MWCNT Modified Composite Pencil Graphite Electrodes Fabricated by Direct Dripping and Electrophoretic Deposition Methods: A Comparison Study

The CPG leads were 6H, 4H, 2H, HB, 2B, 4B, 6B and 8B of Mars Lumograph 100, Staedtler, Germany. The MWCNT (8 to15 nm OD, 3 to 5 nm ID, 50 μm length, purity >95%) was purchased from Chengdu Organic Chemicals Co. Ltd., Chinese Academy of Sciences, China. Araldite^@ epoxy resin was from Ciba-Geigy, Switzerland. Organic solvents were obtained from various sources. Scopoletin was from Sigma, USA. Water was ultra-pure (18.2 MΩ cm) from Direct – Q3 of Millipore, USA.

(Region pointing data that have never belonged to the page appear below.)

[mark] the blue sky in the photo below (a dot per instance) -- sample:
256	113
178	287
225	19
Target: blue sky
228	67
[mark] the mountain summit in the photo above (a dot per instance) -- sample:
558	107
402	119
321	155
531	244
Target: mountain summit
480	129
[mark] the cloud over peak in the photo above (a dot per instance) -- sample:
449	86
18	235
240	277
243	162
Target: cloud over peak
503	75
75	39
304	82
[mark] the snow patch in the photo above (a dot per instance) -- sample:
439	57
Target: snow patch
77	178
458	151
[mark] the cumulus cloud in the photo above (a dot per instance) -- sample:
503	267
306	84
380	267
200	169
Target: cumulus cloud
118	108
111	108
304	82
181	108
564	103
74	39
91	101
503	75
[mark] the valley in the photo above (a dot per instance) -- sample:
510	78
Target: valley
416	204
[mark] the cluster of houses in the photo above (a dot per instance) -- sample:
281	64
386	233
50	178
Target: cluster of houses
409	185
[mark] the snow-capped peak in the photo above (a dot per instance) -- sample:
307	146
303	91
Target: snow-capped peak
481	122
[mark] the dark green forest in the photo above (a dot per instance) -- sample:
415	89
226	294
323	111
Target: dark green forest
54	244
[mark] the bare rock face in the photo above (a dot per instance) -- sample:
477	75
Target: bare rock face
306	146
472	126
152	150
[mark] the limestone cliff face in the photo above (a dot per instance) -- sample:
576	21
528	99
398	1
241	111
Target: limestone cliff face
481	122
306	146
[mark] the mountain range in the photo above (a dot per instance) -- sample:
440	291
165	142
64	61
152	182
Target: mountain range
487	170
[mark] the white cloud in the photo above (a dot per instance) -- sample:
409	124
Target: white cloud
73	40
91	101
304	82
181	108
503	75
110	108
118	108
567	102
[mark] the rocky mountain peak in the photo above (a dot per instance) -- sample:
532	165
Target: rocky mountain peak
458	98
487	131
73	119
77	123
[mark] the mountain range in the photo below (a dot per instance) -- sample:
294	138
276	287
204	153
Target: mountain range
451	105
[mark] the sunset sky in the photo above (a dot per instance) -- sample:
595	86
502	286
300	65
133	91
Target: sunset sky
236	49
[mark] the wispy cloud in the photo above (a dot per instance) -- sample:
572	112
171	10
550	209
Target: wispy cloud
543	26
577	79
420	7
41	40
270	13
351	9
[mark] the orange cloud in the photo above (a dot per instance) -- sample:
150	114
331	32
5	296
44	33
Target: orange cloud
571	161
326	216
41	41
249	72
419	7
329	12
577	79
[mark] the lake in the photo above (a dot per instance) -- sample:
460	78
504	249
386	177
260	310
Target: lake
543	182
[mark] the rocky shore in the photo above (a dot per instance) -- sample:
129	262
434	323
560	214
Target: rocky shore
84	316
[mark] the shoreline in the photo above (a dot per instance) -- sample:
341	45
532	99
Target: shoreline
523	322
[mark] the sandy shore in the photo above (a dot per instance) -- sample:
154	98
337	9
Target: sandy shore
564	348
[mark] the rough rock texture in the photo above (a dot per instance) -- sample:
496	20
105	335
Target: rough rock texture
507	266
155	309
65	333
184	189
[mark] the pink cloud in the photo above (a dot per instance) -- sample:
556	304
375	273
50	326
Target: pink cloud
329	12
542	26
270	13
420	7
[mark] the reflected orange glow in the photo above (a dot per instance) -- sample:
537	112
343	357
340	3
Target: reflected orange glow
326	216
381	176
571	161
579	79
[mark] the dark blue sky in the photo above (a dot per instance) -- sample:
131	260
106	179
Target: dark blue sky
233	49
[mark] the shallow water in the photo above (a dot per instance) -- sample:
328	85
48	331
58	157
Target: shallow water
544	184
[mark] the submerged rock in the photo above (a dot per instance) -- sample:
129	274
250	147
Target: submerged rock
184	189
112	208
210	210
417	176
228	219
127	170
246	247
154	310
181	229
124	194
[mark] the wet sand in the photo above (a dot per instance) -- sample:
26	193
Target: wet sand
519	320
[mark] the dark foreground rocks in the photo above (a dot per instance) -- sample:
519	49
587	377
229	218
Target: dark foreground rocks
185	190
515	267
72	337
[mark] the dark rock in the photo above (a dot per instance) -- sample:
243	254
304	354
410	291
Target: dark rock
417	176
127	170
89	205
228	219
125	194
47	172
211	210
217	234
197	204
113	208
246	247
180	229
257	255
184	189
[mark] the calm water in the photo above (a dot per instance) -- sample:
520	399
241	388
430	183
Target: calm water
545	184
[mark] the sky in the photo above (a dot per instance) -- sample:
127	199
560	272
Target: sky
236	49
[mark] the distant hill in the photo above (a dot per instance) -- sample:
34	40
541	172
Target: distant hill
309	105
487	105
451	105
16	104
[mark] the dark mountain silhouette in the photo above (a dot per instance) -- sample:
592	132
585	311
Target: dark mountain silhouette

Scopoletin was used as standard to determine total coumarin in dry fruits of A. sessiliflorus. For this purpose, stock solutions of scopoletin were prepared in ethanol and stored at −20°C. A small amount was taken and left to equilibrate at room temperature before analysis. The stock solution was diluted with 0.1 M citric-Na₂HPO₄ buffer (pH 6.0) prior to use.

The dry fruits of A. sessiliflorus were pulverized in a disintegrator and then sieved through 100 meshes (powder: 44.42%). The powder was then kept and sealed at 4°C in brown vials. A 10 g of the powder was soaked in 100 mL ethanol for 24 h in the dark to extract coumarin. The extract obtained was then filtered and later subjected for the experiment.

Electrochemical measurements were carried out on potentiostat/galvanostat Model 273A complete with Power Suite program (EG&G, Princeton Applied Research, USA). A conventional three-electrode electrochemical cell comprising a platinum wire as auxiliary electrode, a c-MWCNT/CPGE as working electrode and an Ag/AgCl (sat. NaCl) as reference electrode, was used. Electrochemical impedance spectroscopy (EIS) measurements were carried out using frequency response analyser FRD 100 (EG&G, Princeton Applied Research, USA) at frequency range of 100 kHz to 100 mHz and AC voltage amplitude 5 mV. The result of EIS was analyzed using the ZSimpWin 3.22 software. The morphologies of the electrodes were characterized by LEO SUPRA 55VD ultra-high resolution analytical field emission scanning electron microscopy (FESEM) of ZEISS, Germany. The UV-Visible spectrophotometer Lambda 35 (Perkin Elmer, USA) with 1 cm quartz cell was used to determine scopoletin in the comparative study. The XRD profiles of pristine MWCNT and c-MWCNT were obtained at high-resolution using X-ray diffractometer model PANalytical (X'pert Pro, Netherlands) equipped with monochromatic high-intensity Cu Kα radiation (λ = 1.54056 Å, 40 kV, 30 mA) filter in the 2θ range 10–90°.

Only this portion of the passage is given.